(CNN)One week ago a gunman made his way into two mosques in Christchurch, New Zealand, killing 50 people. On Friday, women across the country are donning a headscarf similar to a traditional hijab worn by Muslim women to show their support for the victims and the religion.
Women in New Zealand are donning headscarves to remember mosque shooting victims
Wearing a hijab is an Islamic tradition that many Muslim women decide to practice. In most cultures it makes Muslim women more recognizable and serves as a sign of identity. Similar to clothing worn by nuns and Orthodox Jewish women, a hijab symbolizes Islamic women's devotion to God and commitment to their religion.
For non-Muslim women, wearing a headscarf to remember fallen fellow residents symbolizes love, strength and unity in a dark hour. Several New Zealand women spoke to CNN about why they decided to take part in the movement.
Cherie Hailwood, 24: "These people are New Zealanders, just like I am. I understand that one day is very different to wearing it all the time, but I am honored to be given the permission of the Muslim community to walk in their shoes. Even just for a day. ... One bad egg doesn't represent Australia, one bad egg doesn't represent New Zealand. This terrible attack does not define us."
Kate Mills Workman, 19: "To me a headscarf represents the strength, dignity and courage of the millions of Muslim women who choose to wear it knowing that such a visible marker of faith may place them in danger. I am in awe of their strength and commitment to their faith and I hope that seeing thousands of New Zealanders wearing headscarves will show them how deeply we value and respect their courage."
Izzy Ford, 45: "We wanted to show our children that just because we may not belong to the same religions, or we may look different, we are all equal. I know days, weeks, months will go by and we will remove our scarves and be back to our lives, and for our Muslim community they will continue, but for this moment in time we want to show them we are them, we love them, and they are our family."
Mal Turner, 28: "I've heard of Muslim women who are scared to go out wearing their hijab after the shooting and I don't think anyone should be afraid to be themselves or practice their culture or beliefs in New Zealand."
Tarusha Naidoo, 41: "Headscarves worn today for me, represents freedom and harmony. Freedom of speech, the right to be who you are, the right to live the way you do and the right to choose your religion without fear."
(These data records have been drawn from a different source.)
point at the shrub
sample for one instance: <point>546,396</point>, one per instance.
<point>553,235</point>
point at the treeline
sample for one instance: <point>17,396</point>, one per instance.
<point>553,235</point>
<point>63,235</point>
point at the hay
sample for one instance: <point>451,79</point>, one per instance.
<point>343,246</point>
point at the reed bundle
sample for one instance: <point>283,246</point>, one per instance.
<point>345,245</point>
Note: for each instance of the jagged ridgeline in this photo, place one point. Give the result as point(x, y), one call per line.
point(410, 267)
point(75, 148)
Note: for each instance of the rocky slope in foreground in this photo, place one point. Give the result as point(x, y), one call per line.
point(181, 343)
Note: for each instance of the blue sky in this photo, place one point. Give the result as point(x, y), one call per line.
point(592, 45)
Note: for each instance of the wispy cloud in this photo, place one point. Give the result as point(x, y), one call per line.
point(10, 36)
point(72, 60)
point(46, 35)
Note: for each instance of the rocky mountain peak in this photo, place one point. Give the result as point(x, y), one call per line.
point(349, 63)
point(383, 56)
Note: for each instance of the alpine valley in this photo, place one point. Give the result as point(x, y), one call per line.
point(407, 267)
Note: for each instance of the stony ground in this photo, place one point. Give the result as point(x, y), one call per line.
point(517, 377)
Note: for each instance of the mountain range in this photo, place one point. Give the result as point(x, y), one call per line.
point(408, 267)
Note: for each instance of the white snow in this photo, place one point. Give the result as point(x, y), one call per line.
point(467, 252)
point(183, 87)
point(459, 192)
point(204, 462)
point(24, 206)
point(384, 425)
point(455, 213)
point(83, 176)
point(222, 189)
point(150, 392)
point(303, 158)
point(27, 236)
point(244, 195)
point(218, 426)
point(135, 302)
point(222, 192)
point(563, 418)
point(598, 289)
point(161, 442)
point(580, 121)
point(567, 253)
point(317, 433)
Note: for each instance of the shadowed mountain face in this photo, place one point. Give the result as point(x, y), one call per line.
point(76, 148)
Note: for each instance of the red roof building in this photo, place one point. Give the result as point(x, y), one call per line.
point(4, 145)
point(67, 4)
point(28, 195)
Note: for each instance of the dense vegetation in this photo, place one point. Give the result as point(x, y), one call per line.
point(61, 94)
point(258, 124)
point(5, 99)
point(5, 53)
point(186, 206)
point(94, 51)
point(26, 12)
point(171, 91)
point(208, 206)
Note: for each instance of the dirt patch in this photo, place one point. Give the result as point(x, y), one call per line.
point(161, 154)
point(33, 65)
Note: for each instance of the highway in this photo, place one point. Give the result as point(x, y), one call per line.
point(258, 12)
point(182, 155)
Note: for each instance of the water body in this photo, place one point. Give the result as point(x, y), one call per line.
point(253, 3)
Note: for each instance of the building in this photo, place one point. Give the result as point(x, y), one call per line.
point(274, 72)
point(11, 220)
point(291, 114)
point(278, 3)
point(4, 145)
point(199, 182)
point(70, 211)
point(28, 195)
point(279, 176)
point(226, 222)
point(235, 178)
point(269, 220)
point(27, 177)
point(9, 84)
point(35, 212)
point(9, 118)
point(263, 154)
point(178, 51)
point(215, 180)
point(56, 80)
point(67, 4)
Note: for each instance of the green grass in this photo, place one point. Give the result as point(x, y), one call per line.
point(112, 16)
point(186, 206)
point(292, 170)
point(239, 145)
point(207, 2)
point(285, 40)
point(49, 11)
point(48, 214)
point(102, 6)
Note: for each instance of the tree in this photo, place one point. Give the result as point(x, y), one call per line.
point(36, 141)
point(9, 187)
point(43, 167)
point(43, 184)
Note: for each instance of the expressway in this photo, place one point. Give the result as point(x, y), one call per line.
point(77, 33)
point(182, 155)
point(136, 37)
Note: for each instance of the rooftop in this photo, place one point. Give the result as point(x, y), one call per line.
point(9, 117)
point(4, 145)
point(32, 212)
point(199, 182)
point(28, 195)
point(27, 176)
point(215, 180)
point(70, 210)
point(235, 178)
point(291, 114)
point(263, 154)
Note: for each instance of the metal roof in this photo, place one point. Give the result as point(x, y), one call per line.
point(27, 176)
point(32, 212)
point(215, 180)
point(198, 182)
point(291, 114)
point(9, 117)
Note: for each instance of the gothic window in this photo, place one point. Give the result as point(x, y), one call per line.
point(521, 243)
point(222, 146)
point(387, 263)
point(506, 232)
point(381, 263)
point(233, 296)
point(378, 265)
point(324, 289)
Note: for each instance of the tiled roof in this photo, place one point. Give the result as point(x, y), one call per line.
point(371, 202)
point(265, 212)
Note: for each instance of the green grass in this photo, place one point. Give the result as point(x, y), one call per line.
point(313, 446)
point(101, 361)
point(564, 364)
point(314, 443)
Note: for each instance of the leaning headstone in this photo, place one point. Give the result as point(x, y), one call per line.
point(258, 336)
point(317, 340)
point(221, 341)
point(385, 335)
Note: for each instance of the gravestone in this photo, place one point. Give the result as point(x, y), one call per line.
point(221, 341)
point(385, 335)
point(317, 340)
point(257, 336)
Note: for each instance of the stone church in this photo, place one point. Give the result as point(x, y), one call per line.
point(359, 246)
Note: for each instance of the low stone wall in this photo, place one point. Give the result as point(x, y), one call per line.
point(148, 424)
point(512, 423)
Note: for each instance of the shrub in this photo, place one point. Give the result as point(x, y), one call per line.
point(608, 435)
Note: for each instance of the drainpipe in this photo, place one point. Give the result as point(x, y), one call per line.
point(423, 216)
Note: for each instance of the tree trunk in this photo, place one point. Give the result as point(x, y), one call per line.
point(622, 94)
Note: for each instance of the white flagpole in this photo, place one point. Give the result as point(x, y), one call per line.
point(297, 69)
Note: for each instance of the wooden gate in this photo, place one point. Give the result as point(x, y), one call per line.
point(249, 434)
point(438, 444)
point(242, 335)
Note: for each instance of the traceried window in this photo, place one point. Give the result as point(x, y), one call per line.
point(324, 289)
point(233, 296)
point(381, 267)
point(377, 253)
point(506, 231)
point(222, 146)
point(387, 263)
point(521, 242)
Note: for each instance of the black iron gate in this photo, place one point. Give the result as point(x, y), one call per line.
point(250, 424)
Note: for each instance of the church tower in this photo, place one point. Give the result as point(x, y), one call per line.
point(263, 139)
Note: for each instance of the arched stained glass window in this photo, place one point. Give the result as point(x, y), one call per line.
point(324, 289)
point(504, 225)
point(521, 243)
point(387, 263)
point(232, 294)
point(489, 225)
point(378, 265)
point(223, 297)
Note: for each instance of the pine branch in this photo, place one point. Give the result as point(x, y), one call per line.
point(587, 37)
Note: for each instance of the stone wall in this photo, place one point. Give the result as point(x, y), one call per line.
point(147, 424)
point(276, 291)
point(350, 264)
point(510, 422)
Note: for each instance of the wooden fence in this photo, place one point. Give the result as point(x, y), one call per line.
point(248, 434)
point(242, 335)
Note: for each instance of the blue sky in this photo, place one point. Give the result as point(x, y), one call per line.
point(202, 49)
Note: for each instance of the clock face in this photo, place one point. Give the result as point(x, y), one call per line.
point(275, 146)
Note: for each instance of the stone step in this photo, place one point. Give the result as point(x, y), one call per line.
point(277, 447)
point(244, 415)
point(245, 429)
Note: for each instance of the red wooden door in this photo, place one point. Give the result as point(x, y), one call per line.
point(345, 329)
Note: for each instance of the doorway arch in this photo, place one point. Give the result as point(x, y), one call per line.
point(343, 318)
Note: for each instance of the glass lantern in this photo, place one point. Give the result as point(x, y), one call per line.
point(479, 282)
Not everyone is on board with the movement. The "headscarf for harmony" campaign is facing backlash on social media from people who consider the hijab to be a sign of female oppression. Many opposers think non-Muslims should show their solidarity by expressing their sympathy and having a moment of silence. While others asked "Why Muslims don't take off their hijabs to show support for victims of other religions?" (Muslim women can't take off their hijabs in front of strange men, as it contradicts the practice of wearing it.)
One Muslim New Zealand man shared his positive opinion on the headscarf initiative, calling it "beautiful and not disrespectful."
On Friday, many people also took part in a two-minute moment of silence to remember those lost during prayer last week.